What to Make of the Oregon Health Study
Yesterday, we got results from the two-year Oregon Health Study, which randomly assigned some low-income people to receive Medicaid coverage while others did not. The study found that Medicaid led people to consume more health care and was effective in reducing both financial strains due to medical costs and depression. But it did not find significant effects on the physical health measures that were tracked.
Despite efforts to spin it to the contrary, this is bad news for advocates of the Medicaid expansion. While Medicaid is clearly good for some things, it was supposed to be good for all of the measures tracked.
It might be: The study did find that subjects on Medicaid did better on measures related to hypertension and diabetes than those without insurance, just not at levels anywhere close to statistical significance. But as Megan McArdle points out, the bigger the effect, the smaller the sample size that is needed to demonstrate significance; even if Medicaid does improve physical health outcomes, this study suggests the effects may not be large.
Still, the “I knew Obamacare was a waste of money” reactions are misplaced. The financial effect is a big deal. Having Medicaid reduces your likelihood of facing medical expenses that exceed 30 percent of your income by 80 percent. This reflects that Medicaid is, in large part, a redistributive income-support program, which is desirable given persistently high unemployment and widening wage gaps. The government should be taking steps to support people who are being left behind by the increasingly asymmetrical economy, and this is one of them.
The depression finding is important too. McArdle is skeptical, since depression went way down without anti-depressant use going up much. “Does the mere fact of knowing you have Medicaid make you less depressed?” she asks. It’s plausible to me that the answer to that is “yes,” since financial strain can be a cause of depression.
I think it makes more sense to read the study as an indictment of medical insurance broadly, rather than just one of Medicaid. If Medicaid is spending lots of money without clear improvements in physical health to show for it, isn’t it likely that much more expensive private insurance -- which we can’t do a random-assignment study of -- is doing the same? The study is yet another argument for “some health care for all, but not too much.”
And the study tells us one thing that should make us quite hopeful: Individuals seem to possess a lot of information about which treatments are the most useful for improving their health. People without health insurance consume less health care but get physical health outcomes that can’t easily be distinguished from those on Medicaid; that suggests they are prioritizing and getting the care that is really important.
The discovery mechanism that’s used now is unacceptable: We’re forcing people to ask themselves the question, “Is this medical treatment so important that it’s worth going bankrupt over?” But maybe we can come up with other structures that divine the same information in a less punitive way.
All of this makes me wish even more that conservatives had been productive partners in health reform rather than trolls.

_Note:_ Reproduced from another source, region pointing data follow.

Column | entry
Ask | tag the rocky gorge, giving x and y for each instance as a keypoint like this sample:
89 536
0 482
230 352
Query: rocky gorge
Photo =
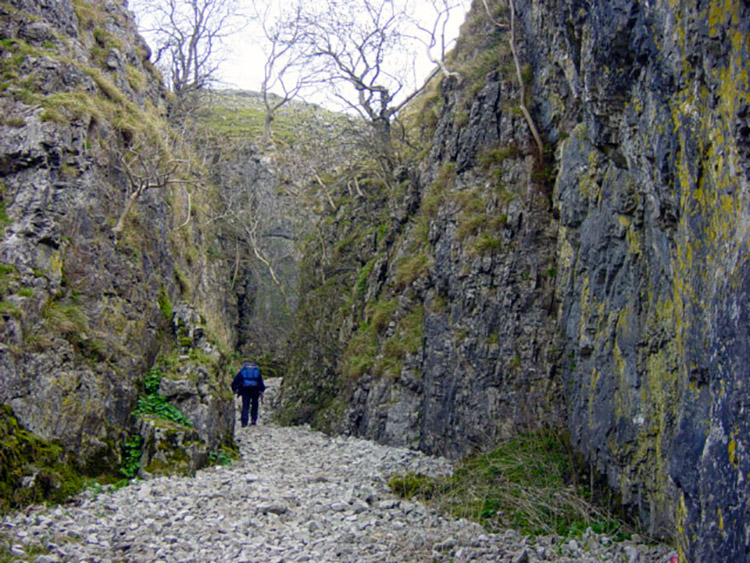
592 280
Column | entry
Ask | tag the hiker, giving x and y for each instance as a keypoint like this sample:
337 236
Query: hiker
248 384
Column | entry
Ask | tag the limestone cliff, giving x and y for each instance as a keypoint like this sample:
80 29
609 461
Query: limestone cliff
86 303
602 284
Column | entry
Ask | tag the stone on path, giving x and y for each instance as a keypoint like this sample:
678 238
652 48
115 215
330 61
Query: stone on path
296 495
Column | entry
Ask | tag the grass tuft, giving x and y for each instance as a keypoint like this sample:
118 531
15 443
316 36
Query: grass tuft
527 484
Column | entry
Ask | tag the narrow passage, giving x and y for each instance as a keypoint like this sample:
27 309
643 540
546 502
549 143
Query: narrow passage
297 495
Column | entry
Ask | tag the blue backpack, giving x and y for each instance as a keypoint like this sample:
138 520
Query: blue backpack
250 377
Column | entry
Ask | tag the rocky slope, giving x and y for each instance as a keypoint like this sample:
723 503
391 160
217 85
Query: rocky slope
86 304
601 285
297 495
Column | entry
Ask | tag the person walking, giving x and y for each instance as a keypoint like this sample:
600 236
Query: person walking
248 384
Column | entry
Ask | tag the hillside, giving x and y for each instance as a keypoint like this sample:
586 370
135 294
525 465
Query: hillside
469 283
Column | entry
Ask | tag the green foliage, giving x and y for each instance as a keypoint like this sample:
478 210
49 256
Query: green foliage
222 457
88 14
154 404
165 305
131 457
527 483
410 268
65 318
492 157
364 272
411 485
32 470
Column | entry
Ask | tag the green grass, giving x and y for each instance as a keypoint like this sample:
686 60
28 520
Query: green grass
239 115
527 484
23 454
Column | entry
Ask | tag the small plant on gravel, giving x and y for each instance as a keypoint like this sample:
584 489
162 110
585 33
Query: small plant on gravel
411 485
221 457
154 404
131 457
527 484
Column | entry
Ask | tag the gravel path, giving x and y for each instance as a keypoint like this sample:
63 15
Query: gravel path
297 495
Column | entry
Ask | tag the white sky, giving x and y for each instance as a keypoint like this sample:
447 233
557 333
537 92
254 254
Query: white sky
243 66
242 58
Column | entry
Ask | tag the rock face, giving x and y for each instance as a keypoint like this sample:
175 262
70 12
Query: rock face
84 309
603 284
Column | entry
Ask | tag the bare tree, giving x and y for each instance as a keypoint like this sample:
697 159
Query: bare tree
519 74
357 43
187 35
435 38
287 69
147 166
366 49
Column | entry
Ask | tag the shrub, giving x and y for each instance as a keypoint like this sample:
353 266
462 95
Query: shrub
528 484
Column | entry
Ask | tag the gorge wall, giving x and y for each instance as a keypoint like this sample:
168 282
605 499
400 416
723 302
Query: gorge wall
86 307
603 286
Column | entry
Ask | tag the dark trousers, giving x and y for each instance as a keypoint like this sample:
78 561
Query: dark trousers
249 397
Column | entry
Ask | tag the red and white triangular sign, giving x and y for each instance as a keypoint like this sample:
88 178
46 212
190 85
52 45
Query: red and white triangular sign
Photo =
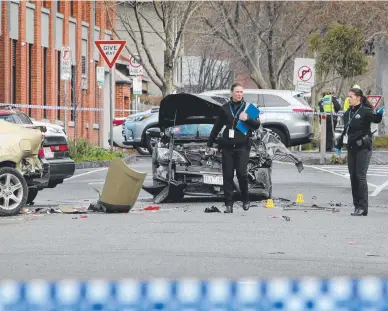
110 50
374 100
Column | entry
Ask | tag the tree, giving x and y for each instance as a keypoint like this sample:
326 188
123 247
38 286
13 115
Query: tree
339 53
265 35
208 68
153 25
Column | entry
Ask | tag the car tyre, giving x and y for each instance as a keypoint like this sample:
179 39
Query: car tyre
32 193
280 135
142 151
12 178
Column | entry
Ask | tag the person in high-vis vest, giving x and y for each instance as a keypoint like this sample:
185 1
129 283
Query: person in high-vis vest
346 103
329 104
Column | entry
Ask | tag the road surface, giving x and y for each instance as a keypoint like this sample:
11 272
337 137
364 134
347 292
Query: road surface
181 240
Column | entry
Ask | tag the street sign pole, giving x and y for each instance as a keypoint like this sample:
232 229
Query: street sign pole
323 139
65 76
111 79
100 75
110 50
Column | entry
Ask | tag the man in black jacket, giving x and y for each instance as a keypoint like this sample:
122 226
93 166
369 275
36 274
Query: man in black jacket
235 145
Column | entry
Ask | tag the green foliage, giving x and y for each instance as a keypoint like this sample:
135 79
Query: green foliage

If conservatives want a consumer-directed redesign of the U.S. health-care system that forces patients to pay at the margin more often for care -- in order to reveal what treatments are useful -- they could have gotten it as part of the health-care overhaul. They just also had to agree to include the progressive fiscal reforms that liberals wanted: ensuring universal coverage and transferring money toward poor people who can’t keep up with the rapidly rising cost of health care.
They didn’t, partly because Republicans care more about not spending money on poor people and not changing programs that old people like than they do about making the health-care system more efficient. They also would have entered a political minefield. Nobody likes being told they’re getting too much health care. Just look at the bipartisan political outcry at the U.S. Preventive Services Task Force recommendation that women start receiving mammograms at 50 rather than 40.
I’d love to see this study shift the conversation on health reform toward how to use government and market mechanisms to ensure that money goes toward care that is actually useful. Obamacare includes a number of policies toward this end that could surely be improved, including by increased consumer direction. But given the right’s consistent non-constructive approach toward health policy, I’m not holding my breath.